Nike (NKE) — Yield: ~2.5% — ~$56
The most troubled Dog. NKE joined the list because its stock has been crushed as the company lost market share to On Running, Hoka, and New Balance, and struggled with its DTC pivot and inventory issues. New CEO Elliott Hill is executing a turnaround, rebuilding wholesale relationships and refocusing on sport performance. Wall Street’s 12-month consensus implies 21% upside, but NKE is the Dog most at risk of being a value trap. Tariff exposure on Asian manufacturing is a near-term headwind.
UnitedHealth (UNH) — Yield: ~1.8% — ~$290
The most dramatic story in the basket. UNH collapsed from above $600 to below $300 following the murder of CEO Brian Thompson in December 2024, which triggered a wave of public backlash against health insurers and accelerating government scrutiny. The company guided for at least $17.75 in adjusted EPS for 2026 but guided for revenue roughly $17 billion light of consensus. At current levels it trades at one of its cheapest valuations in a decade — either the deepest value play in the basket or a value trap, depending on how Washington’s healthcare policy debate evolves.
Is the Value Rotation Real?
Today’s divergence raises a question strategists have debated all year: is the AI trade concentration in the S&P creating a structural case for rotating into value and dividend stocks? Tech stocks have contributed 85% of the S&P 500’s total return YTD — a level of concentration that historically precedes mean reversion. The 10-year Treasury yield hitting its highest level in a year makes dividend-paying stocks more attractive on a relative basis.

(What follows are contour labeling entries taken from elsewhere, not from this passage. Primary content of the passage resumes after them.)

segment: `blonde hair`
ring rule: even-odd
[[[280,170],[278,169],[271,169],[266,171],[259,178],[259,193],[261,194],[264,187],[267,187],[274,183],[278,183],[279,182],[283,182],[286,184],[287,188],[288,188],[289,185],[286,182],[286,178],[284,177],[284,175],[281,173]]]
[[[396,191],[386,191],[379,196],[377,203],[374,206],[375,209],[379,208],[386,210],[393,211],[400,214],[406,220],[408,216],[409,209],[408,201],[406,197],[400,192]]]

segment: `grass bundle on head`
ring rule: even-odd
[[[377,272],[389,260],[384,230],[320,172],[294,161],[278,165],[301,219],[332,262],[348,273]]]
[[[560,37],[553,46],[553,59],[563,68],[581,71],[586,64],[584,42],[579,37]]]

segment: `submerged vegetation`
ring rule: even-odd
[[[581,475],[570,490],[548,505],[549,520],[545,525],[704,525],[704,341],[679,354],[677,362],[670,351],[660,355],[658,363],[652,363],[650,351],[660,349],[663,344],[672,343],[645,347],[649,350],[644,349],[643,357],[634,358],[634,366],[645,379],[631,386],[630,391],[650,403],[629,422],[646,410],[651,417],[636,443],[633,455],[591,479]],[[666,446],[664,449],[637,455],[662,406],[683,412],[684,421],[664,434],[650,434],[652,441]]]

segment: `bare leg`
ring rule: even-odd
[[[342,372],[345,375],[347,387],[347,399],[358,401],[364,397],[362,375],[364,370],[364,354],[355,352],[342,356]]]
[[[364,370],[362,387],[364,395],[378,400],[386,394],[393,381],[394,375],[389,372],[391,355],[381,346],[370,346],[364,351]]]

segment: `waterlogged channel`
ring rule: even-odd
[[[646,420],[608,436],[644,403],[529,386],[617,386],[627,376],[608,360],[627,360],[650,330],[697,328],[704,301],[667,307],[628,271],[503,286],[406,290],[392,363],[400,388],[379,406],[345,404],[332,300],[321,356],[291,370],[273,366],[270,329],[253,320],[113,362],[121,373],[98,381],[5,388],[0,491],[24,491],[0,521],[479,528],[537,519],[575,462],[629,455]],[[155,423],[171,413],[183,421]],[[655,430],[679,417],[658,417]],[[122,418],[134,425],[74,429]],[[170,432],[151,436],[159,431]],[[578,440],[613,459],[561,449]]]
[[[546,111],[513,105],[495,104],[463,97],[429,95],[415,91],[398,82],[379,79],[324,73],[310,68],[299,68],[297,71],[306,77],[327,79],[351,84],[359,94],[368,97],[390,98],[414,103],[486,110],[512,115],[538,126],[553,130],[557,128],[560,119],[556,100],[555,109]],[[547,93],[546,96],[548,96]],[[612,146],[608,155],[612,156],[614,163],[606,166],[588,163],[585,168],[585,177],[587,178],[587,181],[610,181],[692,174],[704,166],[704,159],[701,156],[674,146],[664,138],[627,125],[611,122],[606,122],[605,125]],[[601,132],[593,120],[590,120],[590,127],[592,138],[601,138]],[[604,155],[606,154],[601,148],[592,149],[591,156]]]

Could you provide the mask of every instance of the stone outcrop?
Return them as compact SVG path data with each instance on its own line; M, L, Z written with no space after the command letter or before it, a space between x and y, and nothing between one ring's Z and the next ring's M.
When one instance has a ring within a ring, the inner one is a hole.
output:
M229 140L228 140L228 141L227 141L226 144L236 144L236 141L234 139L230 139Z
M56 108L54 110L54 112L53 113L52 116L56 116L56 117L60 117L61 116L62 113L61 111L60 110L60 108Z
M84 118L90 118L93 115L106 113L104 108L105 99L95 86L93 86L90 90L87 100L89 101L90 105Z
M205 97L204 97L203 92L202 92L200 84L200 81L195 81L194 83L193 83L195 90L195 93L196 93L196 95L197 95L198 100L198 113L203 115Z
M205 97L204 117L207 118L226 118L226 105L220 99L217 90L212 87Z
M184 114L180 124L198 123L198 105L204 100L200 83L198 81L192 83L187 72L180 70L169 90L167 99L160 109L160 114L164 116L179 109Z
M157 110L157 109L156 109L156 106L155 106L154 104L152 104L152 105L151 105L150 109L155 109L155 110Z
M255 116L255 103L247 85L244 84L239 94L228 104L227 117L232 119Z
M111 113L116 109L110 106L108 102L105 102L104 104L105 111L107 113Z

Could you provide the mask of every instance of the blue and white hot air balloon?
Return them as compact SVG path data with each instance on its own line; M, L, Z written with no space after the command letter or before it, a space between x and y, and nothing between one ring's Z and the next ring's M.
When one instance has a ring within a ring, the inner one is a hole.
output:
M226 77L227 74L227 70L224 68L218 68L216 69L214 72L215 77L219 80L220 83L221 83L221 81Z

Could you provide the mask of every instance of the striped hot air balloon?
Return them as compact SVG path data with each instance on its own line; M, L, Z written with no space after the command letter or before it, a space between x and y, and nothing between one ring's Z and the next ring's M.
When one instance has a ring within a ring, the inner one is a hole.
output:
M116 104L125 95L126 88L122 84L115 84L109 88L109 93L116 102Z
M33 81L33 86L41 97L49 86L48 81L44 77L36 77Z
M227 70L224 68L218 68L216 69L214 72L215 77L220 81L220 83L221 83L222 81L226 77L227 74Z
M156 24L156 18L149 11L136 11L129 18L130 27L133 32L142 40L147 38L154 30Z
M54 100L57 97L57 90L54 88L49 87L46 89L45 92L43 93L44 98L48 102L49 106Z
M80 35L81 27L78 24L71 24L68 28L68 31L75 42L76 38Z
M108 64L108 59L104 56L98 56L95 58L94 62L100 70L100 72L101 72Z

Several Dogs — Verizon, Chevron, Coca-Cola, JNJ — offer free cash flow, manageable debt, stable earnings, and reliable dividends that check every box a conservative allocator needs.
The counterargument is equally real: if NVIDIA blows out earnings Wednesday and guides above $85 billion for Q2, the AI trade roars back, growth money stays in tech, and the Dogs return to being afterthoughts. The strategy works best as a diversification tool against AI concentration risk, not as a wholesale replacement for growth exposure.
Will the Dow Hold 50,000?
The Dow crossed 50,000 for the first time ever on May 14, rising more than 350 points as NVIDIA surged 4%+ on H200 chip sales approval for China and Goldman Sachs and Caterpillar did their usual heavy lifting. Today the Dow sits at 49,686 — just 314 points below that milestone. Whether it holds above 50,000 sustainably comes down to Wednesday’s NVIDIA print. A beat-and-raise gives the Dow the tech lift from Goldman, Microsoft, and NVIDIA — added to the index in November 2024 — needed to push through 50,000 convincingly, with the prior all-time high around 50,500 as the next bull target. A NVDA disappointment keeps the rotation into Dow defensives alive but makes the path to a sustained 50,000 breakout slower and harder.
The Dogs of the Dow outperforming on a down-S&P day is a signal that investors are beginning to hedge their AI concentration risk with cash-generating, dividend-paying blue-chip businesses that have survived every recession, every market cycle, and every technological disruption for the past century. Whether that hedge becomes a full rotation depends on what Jensen Huang says Wednesday evening.
This article is for informational purposes only and does not constitute investment advice. Past performance is not indicative of future results.